I’m the kind of person that doesn’t like to ask for help. I’ll actually go out my way not to ask for it. I don’t like to admit fault or failure. In fact, I hate it. I realize everyone has problems, and this minor problem I had of being busy by choice was nothing compared to what others sometimes deal with. That being said, in the last few weeks I’ve come to realize that it is ok to ask for help and that’s what I did. I swallowed my pride and admitted to being overwhelmed and found that it wasn’t actually as painful as I thought it would be.
It’s almost like as soon as I opened up about my struggles, the universe conspired to lighten my load. Issues at work cleared up on their own, classes ended and I felt like I could finally breathe again. The stress I felt the last few months is nothing I want to feel again if I can avoid it and learning to ask for help when I need it is probably the first step.

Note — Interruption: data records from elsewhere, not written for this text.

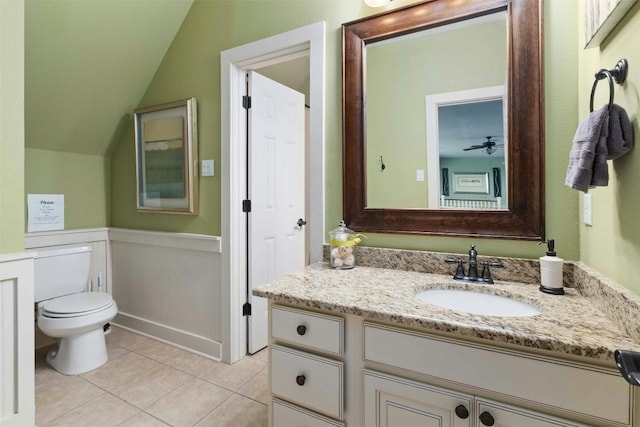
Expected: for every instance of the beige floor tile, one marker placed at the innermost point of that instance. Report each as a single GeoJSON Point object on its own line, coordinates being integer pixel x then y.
{"type": "Point", "coordinates": [189, 403]}
{"type": "Point", "coordinates": [233, 376]}
{"type": "Point", "coordinates": [148, 387]}
{"type": "Point", "coordinates": [103, 411]}
{"type": "Point", "coordinates": [120, 370]}
{"type": "Point", "coordinates": [114, 350]}
{"type": "Point", "coordinates": [257, 388]}
{"type": "Point", "coordinates": [142, 419]}
{"type": "Point", "coordinates": [237, 411]}
{"type": "Point", "coordinates": [262, 355]}
{"type": "Point", "coordinates": [157, 350]}
{"type": "Point", "coordinates": [60, 394]}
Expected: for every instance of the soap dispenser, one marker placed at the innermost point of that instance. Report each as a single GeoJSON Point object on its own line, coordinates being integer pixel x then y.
{"type": "Point", "coordinates": [551, 271]}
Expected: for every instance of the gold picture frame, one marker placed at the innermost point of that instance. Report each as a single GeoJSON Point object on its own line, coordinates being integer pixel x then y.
{"type": "Point", "coordinates": [470, 183]}
{"type": "Point", "coordinates": [166, 145]}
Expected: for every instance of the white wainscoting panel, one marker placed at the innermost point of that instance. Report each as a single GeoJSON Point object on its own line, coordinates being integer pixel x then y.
{"type": "Point", "coordinates": [17, 358]}
{"type": "Point", "coordinates": [168, 286]}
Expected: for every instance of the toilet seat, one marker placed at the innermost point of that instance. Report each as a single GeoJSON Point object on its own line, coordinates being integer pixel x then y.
{"type": "Point", "coordinates": [81, 304]}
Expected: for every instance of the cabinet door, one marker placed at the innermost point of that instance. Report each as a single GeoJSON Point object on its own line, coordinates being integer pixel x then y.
{"type": "Point", "coordinates": [391, 401]}
{"type": "Point", "coordinates": [490, 413]}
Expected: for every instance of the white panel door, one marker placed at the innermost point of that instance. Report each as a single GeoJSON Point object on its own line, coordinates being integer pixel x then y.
{"type": "Point", "coordinates": [276, 190]}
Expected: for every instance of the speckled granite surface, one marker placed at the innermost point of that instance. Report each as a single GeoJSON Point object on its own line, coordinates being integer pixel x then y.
{"type": "Point", "coordinates": [572, 324]}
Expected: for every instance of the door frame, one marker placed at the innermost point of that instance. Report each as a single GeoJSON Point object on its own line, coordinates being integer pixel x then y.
{"type": "Point", "coordinates": [234, 63]}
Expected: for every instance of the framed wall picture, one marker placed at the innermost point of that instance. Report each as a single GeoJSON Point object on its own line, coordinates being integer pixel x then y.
{"type": "Point", "coordinates": [471, 183]}
{"type": "Point", "coordinates": [166, 158]}
{"type": "Point", "coordinates": [601, 16]}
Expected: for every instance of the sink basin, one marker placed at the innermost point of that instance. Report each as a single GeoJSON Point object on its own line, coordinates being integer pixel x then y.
{"type": "Point", "coordinates": [477, 303]}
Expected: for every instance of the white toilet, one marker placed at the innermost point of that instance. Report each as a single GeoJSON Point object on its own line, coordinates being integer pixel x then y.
{"type": "Point", "coordinates": [67, 312]}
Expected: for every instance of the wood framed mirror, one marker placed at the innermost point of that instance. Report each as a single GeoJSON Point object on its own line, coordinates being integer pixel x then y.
{"type": "Point", "coordinates": [523, 216]}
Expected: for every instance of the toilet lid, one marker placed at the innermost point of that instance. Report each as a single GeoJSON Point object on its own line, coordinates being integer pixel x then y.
{"type": "Point", "coordinates": [79, 304]}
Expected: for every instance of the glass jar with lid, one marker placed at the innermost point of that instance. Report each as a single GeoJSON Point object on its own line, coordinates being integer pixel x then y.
{"type": "Point", "coordinates": [343, 242]}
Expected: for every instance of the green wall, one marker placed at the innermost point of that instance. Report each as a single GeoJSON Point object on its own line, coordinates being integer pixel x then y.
{"type": "Point", "coordinates": [612, 244]}
{"type": "Point", "coordinates": [191, 68]}
{"type": "Point", "coordinates": [83, 179]}
{"type": "Point", "coordinates": [12, 204]}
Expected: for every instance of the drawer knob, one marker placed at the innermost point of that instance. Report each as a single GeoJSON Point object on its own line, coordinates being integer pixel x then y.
{"type": "Point", "coordinates": [462, 412]}
{"type": "Point", "coordinates": [300, 379]}
{"type": "Point", "coordinates": [486, 419]}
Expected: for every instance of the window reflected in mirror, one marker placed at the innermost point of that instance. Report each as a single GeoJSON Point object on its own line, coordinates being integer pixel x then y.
{"type": "Point", "coordinates": [451, 65]}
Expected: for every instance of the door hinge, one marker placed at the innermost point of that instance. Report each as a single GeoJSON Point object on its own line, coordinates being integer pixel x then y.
{"type": "Point", "coordinates": [246, 102]}
{"type": "Point", "coordinates": [246, 309]}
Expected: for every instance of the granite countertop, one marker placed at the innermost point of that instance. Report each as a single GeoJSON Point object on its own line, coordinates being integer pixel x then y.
{"type": "Point", "coordinates": [569, 324]}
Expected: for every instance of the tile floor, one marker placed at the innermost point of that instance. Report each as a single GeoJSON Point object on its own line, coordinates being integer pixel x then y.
{"type": "Point", "coordinates": [150, 383]}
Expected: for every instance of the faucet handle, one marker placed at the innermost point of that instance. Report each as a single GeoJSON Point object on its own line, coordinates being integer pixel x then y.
{"type": "Point", "coordinates": [486, 273]}
{"type": "Point", "coordinates": [459, 269]}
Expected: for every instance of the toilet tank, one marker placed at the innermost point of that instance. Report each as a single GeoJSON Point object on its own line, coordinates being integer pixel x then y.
{"type": "Point", "coordinates": [59, 272]}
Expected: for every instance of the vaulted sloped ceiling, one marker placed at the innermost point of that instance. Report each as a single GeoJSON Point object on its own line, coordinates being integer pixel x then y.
{"type": "Point", "coordinates": [88, 64]}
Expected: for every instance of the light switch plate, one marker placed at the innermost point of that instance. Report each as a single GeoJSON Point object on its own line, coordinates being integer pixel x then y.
{"type": "Point", "coordinates": [587, 212]}
{"type": "Point", "coordinates": [207, 168]}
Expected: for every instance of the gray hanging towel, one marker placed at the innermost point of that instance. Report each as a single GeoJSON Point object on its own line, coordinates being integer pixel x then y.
{"type": "Point", "coordinates": [591, 131]}
{"type": "Point", "coordinates": [618, 141]}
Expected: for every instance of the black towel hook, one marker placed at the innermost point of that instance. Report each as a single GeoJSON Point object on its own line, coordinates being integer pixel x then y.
{"type": "Point", "coordinates": [618, 73]}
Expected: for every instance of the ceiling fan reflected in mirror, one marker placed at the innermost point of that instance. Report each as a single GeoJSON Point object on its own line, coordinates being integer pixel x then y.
{"type": "Point", "coordinates": [489, 146]}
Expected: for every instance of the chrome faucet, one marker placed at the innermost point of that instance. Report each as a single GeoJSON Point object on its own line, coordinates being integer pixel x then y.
{"type": "Point", "coordinates": [472, 274]}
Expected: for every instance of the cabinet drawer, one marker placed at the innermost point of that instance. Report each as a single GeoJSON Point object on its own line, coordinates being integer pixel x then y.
{"type": "Point", "coordinates": [286, 415]}
{"type": "Point", "coordinates": [597, 392]}
{"type": "Point", "coordinates": [308, 380]}
{"type": "Point", "coordinates": [308, 329]}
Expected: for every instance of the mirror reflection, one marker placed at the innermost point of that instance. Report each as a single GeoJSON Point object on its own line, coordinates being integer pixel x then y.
{"type": "Point", "coordinates": [435, 118]}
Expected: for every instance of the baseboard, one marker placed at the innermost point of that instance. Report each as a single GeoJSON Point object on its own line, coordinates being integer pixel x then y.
{"type": "Point", "coordinates": [185, 340]}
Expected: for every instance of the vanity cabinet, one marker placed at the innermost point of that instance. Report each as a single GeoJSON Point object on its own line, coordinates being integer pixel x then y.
{"type": "Point", "coordinates": [587, 392]}
{"type": "Point", "coordinates": [306, 368]}
{"type": "Point", "coordinates": [393, 376]}
{"type": "Point", "coordinates": [391, 401]}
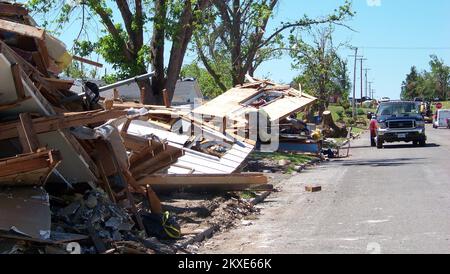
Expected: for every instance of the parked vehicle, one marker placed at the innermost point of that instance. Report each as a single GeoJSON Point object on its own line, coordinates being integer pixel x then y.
{"type": "Point", "coordinates": [397, 121]}
{"type": "Point", "coordinates": [440, 118]}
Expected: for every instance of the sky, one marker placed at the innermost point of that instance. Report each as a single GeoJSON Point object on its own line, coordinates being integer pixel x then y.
{"type": "Point", "coordinates": [392, 35]}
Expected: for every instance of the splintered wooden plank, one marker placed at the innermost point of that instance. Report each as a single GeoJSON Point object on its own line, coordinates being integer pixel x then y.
{"type": "Point", "coordinates": [21, 29]}
{"type": "Point", "coordinates": [10, 10]}
{"type": "Point", "coordinates": [66, 120]}
{"type": "Point", "coordinates": [42, 48]}
{"type": "Point", "coordinates": [283, 107]}
{"type": "Point", "coordinates": [27, 136]}
{"type": "Point", "coordinates": [84, 60]}
{"type": "Point", "coordinates": [206, 182]}
{"type": "Point", "coordinates": [40, 63]}
{"type": "Point", "coordinates": [20, 90]}
{"type": "Point", "coordinates": [28, 169]}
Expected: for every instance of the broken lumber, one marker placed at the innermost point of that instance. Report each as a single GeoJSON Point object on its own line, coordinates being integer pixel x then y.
{"type": "Point", "coordinates": [28, 169]}
{"type": "Point", "coordinates": [87, 61]}
{"type": "Point", "coordinates": [205, 182]}
{"type": "Point", "coordinates": [330, 129]}
{"type": "Point", "coordinates": [12, 10]}
{"type": "Point", "coordinates": [21, 29]}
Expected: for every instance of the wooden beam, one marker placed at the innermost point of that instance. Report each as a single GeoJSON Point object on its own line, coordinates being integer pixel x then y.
{"type": "Point", "coordinates": [166, 98]}
{"type": "Point", "coordinates": [42, 49]}
{"type": "Point", "coordinates": [67, 120]}
{"type": "Point", "coordinates": [13, 104]}
{"type": "Point", "coordinates": [27, 136]}
{"type": "Point", "coordinates": [39, 61]}
{"type": "Point", "coordinates": [84, 60]}
{"type": "Point", "coordinates": [12, 10]}
{"type": "Point", "coordinates": [227, 182]}
{"type": "Point", "coordinates": [21, 29]}
{"type": "Point", "coordinates": [20, 90]}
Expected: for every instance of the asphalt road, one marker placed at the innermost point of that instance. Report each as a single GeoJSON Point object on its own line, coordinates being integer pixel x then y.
{"type": "Point", "coordinates": [394, 200]}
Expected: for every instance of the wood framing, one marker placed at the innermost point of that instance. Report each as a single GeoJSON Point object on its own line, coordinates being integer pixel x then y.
{"type": "Point", "coordinates": [28, 169]}
{"type": "Point", "coordinates": [86, 61]}
{"type": "Point", "coordinates": [20, 90]}
{"type": "Point", "coordinates": [12, 10]}
{"type": "Point", "coordinates": [27, 135]}
{"type": "Point", "coordinates": [207, 182]}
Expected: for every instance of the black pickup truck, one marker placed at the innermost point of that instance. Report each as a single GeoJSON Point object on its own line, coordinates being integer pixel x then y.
{"type": "Point", "coordinates": [399, 121]}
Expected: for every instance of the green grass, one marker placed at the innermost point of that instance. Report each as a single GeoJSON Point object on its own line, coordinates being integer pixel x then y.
{"type": "Point", "coordinates": [295, 159]}
{"type": "Point", "coordinates": [247, 195]}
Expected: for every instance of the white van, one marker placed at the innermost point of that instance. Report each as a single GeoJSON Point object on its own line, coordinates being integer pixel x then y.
{"type": "Point", "coordinates": [440, 119]}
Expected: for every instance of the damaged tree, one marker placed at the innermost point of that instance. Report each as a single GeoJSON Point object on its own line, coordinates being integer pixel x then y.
{"type": "Point", "coordinates": [238, 31]}
{"type": "Point", "coordinates": [124, 46]}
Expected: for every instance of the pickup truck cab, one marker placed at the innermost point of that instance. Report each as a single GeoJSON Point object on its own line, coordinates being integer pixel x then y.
{"type": "Point", "coordinates": [397, 121]}
{"type": "Point", "coordinates": [440, 119]}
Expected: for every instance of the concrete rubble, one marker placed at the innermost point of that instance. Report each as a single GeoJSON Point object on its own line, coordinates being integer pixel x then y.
{"type": "Point", "coordinates": [86, 169]}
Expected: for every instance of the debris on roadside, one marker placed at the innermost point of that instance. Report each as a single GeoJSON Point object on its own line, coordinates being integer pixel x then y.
{"type": "Point", "coordinates": [313, 188]}
{"type": "Point", "coordinates": [81, 173]}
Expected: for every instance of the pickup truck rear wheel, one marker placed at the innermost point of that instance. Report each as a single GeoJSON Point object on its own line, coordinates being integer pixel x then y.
{"type": "Point", "coordinates": [379, 143]}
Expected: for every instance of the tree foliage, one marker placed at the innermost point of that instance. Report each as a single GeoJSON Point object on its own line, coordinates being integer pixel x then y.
{"type": "Point", "coordinates": [428, 85]}
{"type": "Point", "coordinates": [206, 82]}
{"type": "Point", "coordinates": [122, 39]}
{"type": "Point", "coordinates": [237, 31]}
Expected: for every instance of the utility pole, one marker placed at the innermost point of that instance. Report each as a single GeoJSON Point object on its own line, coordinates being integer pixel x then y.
{"type": "Point", "coordinates": [367, 91]}
{"type": "Point", "coordinates": [354, 82]}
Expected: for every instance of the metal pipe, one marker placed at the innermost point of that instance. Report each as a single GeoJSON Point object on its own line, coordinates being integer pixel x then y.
{"type": "Point", "coordinates": [126, 82]}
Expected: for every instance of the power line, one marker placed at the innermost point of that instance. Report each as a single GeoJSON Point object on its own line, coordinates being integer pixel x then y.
{"type": "Point", "coordinates": [407, 48]}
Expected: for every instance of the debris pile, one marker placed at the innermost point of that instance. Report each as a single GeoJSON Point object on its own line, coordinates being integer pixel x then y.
{"type": "Point", "coordinates": [79, 173]}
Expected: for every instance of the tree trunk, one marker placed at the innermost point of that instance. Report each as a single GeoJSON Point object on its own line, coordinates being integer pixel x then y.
{"type": "Point", "coordinates": [153, 94]}
{"type": "Point", "coordinates": [330, 129]}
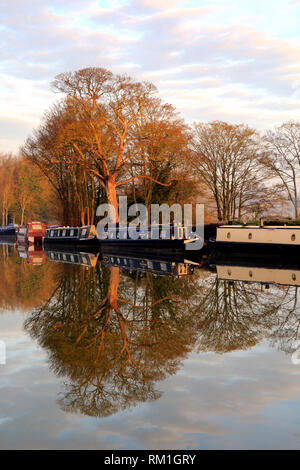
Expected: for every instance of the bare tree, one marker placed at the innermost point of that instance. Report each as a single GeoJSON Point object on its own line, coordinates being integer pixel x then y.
{"type": "Point", "coordinates": [225, 157]}
{"type": "Point", "coordinates": [282, 159]}
{"type": "Point", "coordinates": [106, 113]}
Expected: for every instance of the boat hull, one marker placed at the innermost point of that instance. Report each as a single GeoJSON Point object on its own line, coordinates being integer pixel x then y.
{"type": "Point", "coordinates": [140, 244]}
{"type": "Point", "coordinates": [74, 242]}
{"type": "Point", "coordinates": [255, 248]}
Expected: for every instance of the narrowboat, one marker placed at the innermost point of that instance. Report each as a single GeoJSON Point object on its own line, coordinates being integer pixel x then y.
{"type": "Point", "coordinates": [265, 276]}
{"type": "Point", "coordinates": [32, 233]}
{"type": "Point", "coordinates": [157, 266]}
{"type": "Point", "coordinates": [8, 230]}
{"type": "Point", "coordinates": [76, 236]}
{"type": "Point", "coordinates": [174, 237]}
{"type": "Point", "coordinates": [34, 255]}
{"type": "Point", "coordinates": [252, 239]}
{"type": "Point", "coordinates": [88, 259]}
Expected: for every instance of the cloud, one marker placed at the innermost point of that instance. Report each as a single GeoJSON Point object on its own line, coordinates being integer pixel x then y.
{"type": "Point", "coordinates": [196, 55]}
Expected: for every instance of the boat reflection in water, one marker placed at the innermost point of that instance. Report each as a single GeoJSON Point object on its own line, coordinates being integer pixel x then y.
{"type": "Point", "coordinates": [115, 331]}
{"type": "Point", "coordinates": [262, 271]}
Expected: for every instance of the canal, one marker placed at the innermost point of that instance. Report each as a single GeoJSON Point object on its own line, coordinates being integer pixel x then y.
{"type": "Point", "coordinates": [127, 352]}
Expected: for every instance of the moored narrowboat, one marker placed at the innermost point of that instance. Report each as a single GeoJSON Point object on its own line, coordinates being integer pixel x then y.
{"type": "Point", "coordinates": [34, 254]}
{"type": "Point", "coordinates": [32, 233]}
{"type": "Point", "coordinates": [69, 256]}
{"type": "Point", "coordinates": [76, 236]}
{"type": "Point", "coordinates": [159, 266]}
{"type": "Point", "coordinates": [8, 230]}
{"type": "Point", "coordinates": [257, 239]}
{"type": "Point", "coordinates": [174, 237]}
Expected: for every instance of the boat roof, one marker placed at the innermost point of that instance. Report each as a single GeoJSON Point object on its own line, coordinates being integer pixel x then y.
{"type": "Point", "coordinates": [252, 227]}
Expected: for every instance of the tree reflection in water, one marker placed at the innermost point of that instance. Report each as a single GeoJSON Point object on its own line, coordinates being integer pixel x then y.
{"type": "Point", "coordinates": [114, 335]}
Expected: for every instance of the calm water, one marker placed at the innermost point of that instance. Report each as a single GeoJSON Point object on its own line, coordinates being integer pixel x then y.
{"type": "Point", "coordinates": [170, 356]}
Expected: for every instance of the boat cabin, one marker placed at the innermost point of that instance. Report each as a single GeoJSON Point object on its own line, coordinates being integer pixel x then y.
{"type": "Point", "coordinates": [258, 238]}
{"type": "Point", "coordinates": [32, 233]}
{"type": "Point", "coordinates": [71, 235]}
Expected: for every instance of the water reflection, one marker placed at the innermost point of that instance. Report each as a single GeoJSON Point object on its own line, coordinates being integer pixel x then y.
{"type": "Point", "coordinates": [115, 325]}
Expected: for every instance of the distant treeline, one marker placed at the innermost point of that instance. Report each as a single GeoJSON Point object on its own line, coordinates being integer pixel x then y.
{"type": "Point", "coordinates": [112, 135]}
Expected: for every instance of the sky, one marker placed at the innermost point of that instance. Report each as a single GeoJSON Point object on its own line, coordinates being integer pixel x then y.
{"type": "Point", "coordinates": [236, 61]}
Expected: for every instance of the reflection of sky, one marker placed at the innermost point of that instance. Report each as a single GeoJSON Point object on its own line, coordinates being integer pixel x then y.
{"type": "Point", "coordinates": [245, 399]}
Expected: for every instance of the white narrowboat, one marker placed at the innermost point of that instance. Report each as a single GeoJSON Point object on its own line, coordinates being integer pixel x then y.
{"type": "Point", "coordinates": [257, 239]}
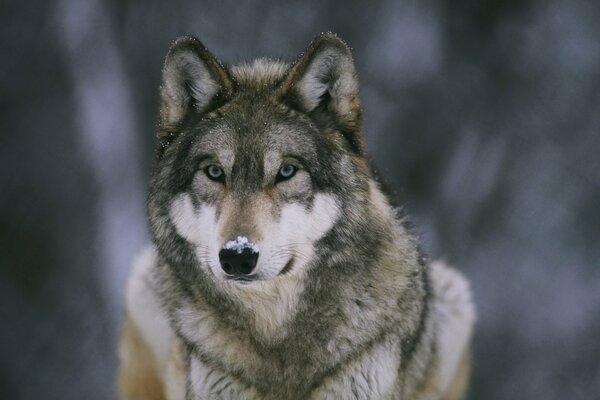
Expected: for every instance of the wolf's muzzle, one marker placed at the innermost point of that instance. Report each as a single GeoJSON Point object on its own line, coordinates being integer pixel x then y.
{"type": "Point", "coordinates": [238, 263]}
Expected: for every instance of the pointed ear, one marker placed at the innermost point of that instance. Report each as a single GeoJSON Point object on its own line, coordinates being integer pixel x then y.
{"type": "Point", "coordinates": [193, 80]}
{"type": "Point", "coordinates": [323, 83]}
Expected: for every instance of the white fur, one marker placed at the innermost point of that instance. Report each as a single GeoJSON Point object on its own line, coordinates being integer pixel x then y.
{"type": "Point", "coordinates": [371, 376]}
{"type": "Point", "coordinates": [456, 315]}
{"type": "Point", "coordinates": [144, 308]}
{"type": "Point", "coordinates": [199, 227]}
{"type": "Point", "coordinates": [207, 383]}
{"type": "Point", "coordinates": [297, 229]}
{"type": "Point", "coordinates": [272, 299]}
{"type": "Point", "coordinates": [294, 233]}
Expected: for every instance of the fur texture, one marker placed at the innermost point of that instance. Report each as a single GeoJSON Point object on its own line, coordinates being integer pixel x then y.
{"type": "Point", "coordinates": [340, 303]}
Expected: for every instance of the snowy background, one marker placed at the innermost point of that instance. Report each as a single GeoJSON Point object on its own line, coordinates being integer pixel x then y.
{"type": "Point", "coordinates": [485, 116]}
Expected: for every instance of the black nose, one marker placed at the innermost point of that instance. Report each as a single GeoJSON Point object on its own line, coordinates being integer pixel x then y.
{"type": "Point", "coordinates": [238, 261]}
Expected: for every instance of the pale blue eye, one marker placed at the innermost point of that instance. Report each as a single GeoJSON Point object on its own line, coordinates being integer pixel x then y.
{"type": "Point", "coordinates": [214, 172]}
{"type": "Point", "coordinates": [286, 172]}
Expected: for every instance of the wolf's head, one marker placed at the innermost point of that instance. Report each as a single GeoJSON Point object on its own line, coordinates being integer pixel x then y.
{"type": "Point", "coordinates": [257, 164]}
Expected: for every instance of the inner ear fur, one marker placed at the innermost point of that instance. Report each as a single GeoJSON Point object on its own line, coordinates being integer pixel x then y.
{"type": "Point", "coordinates": [323, 84]}
{"type": "Point", "coordinates": [193, 81]}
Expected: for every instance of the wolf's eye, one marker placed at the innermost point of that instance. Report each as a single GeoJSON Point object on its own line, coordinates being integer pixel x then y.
{"type": "Point", "coordinates": [215, 173]}
{"type": "Point", "coordinates": [285, 172]}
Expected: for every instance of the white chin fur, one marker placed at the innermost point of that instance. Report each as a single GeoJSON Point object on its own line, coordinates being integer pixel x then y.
{"type": "Point", "coordinates": [295, 234]}
{"type": "Point", "coordinates": [291, 237]}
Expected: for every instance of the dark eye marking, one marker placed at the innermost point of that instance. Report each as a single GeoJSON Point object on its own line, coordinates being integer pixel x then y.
{"type": "Point", "coordinates": [215, 173]}
{"type": "Point", "coordinates": [287, 171]}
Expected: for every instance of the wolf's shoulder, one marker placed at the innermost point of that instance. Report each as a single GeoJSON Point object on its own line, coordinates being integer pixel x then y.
{"type": "Point", "coordinates": [455, 315]}
{"type": "Point", "coordinates": [143, 307]}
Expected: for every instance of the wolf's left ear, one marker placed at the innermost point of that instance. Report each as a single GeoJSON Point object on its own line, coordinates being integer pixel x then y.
{"type": "Point", "coordinates": [323, 83]}
{"type": "Point", "coordinates": [193, 80]}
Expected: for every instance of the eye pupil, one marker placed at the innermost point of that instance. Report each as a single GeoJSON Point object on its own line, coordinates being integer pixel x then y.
{"type": "Point", "coordinates": [286, 172]}
{"type": "Point", "coordinates": [214, 172]}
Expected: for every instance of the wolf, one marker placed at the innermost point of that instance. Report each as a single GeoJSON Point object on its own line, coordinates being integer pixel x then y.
{"type": "Point", "coordinates": [279, 269]}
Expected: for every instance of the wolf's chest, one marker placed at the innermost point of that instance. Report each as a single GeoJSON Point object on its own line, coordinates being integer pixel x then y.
{"type": "Point", "coordinates": [374, 374]}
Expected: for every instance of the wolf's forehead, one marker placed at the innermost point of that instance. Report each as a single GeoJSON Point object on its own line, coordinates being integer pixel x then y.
{"type": "Point", "coordinates": [266, 138]}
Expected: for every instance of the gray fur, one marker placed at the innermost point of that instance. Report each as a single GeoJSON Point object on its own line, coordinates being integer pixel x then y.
{"type": "Point", "coordinates": [366, 320]}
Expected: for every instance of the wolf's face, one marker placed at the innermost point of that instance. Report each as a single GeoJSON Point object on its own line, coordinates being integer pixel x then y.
{"type": "Point", "coordinates": [255, 160]}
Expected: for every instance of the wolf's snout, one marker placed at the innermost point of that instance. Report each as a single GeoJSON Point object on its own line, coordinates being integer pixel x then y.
{"type": "Point", "coordinates": [236, 262]}
{"type": "Point", "coordinates": [238, 257]}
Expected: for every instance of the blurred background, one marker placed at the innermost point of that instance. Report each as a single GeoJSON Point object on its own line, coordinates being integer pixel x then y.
{"type": "Point", "coordinates": [484, 115]}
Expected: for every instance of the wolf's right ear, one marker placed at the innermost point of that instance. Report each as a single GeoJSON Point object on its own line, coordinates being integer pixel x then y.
{"type": "Point", "coordinates": [193, 80]}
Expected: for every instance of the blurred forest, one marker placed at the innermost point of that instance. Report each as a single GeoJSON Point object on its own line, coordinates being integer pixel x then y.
{"type": "Point", "coordinates": [484, 115]}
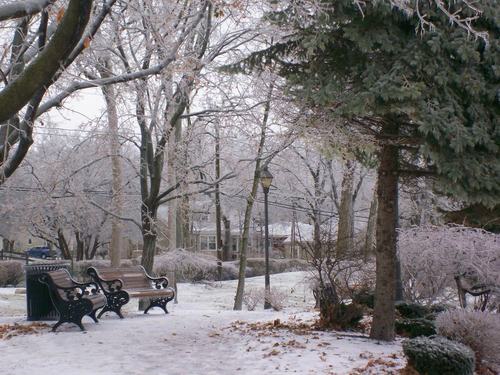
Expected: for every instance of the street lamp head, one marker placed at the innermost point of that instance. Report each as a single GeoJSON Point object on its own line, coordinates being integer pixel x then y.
{"type": "Point", "coordinates": [266, 178]}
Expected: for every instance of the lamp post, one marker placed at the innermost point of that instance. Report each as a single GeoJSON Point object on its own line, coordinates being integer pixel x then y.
{"type": "Point", "coordinates": [266, 178]}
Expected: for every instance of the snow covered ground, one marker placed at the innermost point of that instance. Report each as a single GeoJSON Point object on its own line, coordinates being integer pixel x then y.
{"type": "Point", "coordinates": [201, 335]}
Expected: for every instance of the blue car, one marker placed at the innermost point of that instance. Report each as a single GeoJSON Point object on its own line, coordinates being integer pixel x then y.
{"type": "Point", "coordinates": [42, 252]}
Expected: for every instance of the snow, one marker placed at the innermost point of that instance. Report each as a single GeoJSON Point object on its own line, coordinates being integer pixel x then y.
{"type": "Point", "coordinates": [201, 335]}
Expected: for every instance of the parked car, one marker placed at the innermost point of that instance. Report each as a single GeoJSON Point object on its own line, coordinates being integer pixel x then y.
{"type": "Point", "coordinates": [42, 252]}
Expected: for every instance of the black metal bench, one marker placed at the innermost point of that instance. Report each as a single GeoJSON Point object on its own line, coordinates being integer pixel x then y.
{"type": "Point", "coordinates": [121, 284]}
{"type": "Point", "coordinates": [72, 300]}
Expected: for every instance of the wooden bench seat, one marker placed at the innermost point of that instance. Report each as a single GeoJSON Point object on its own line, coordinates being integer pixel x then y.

To sum up it all up — I took on too much at once but ended up learning a lot about myself because of it. As much as I want to say yes to everything and do it all on my own, that’s not realistic. The people on social media who seem to have perfect lives and do it all without any mishaps haven’t actually mastered time management and getting stuff done, instead they’ve just mastered being able to make it look like they do. Life can get overwhelming sometimes and in the future, I plan to swallow my pride a little more and ask for help when I need it.